Although the pandemic has slipped from the headlines, this grim anniversary is marked by an estimated 19.6 million deaths because of Covid-19. Recent analysis shows that the distribution of this global tragedy has been highly unequal – with the death toll four times higher in some Global South countries than here in the Global North. People across the world are continuing to die every day from Covid-19. Billions more face hunger and economic hardship as a result of the pandemic.  

While we have seen vaccine hoarding in rich countries such as the UK, in low-income countries across Africa, just 8% of the population is fully vaccinated. We are far off track to meet the WHO’s goal of vaccinating half of the world by the middle of 2022.  

Expand the production of vaccines 

A recent study showed there are at least 120 manufacturers in Asia, Africa and Latin America which could produce mRNA Covid-19 vaccines. However, without a change to the intellectual property rules, they can’t.

A waiver of the intellectual property rules on vaccines, tests and treatments for Covid-19 – a game-changing proposal made at the World Trade Organisation – would remove a huge barrier preventing poorer countries from protecting their people. Global South countries could produce vaccines, tests and treatments without facing the risk of expensive lawsuits or retaliatory sanctions.  

The UK is protecting the profits of pharmaceutical companies 

Even though much of the research into Covid-19 vaccines and treatments is funded by taxpayers, vaccines have become the private property of big pharmaceutical companies which have made billions in profit from the pandemic. 

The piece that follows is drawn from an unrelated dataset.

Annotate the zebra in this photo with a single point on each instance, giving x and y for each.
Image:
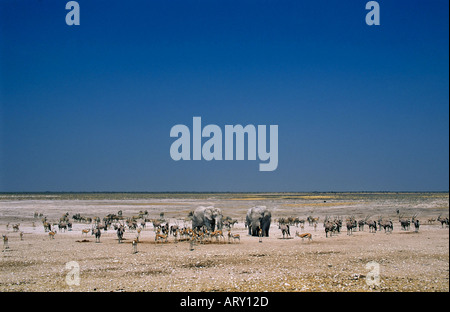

More than 120 countries support the waiver of intellectual property rules to tackle Covid-19. But the UK, the EU and Switzerland don’t. By blocking the waiver, the UK government has chosen to protect the profits of pharmaceutical companies at the expense of human lives, and the risk of possible deadlier variants emerging.  

At a time when many are experiencing deep economic hardship, pandemic profiteering has minted 40 new Covid-19 billionaires, who have reaped profits from vaccines, treatments, tests, and personal protective equipment. 

By failing to make Covid-19 vaccines, tests and treatments accessible to all, an unconscionable injustice is being done to the poorest globally, through needless illness, death, and hardship. And we are inviting further disaster in the form of new variants.  We urgently need an intellectual property waiver. Pharmaceutical corporations’ pandemic profiteering must be stopped.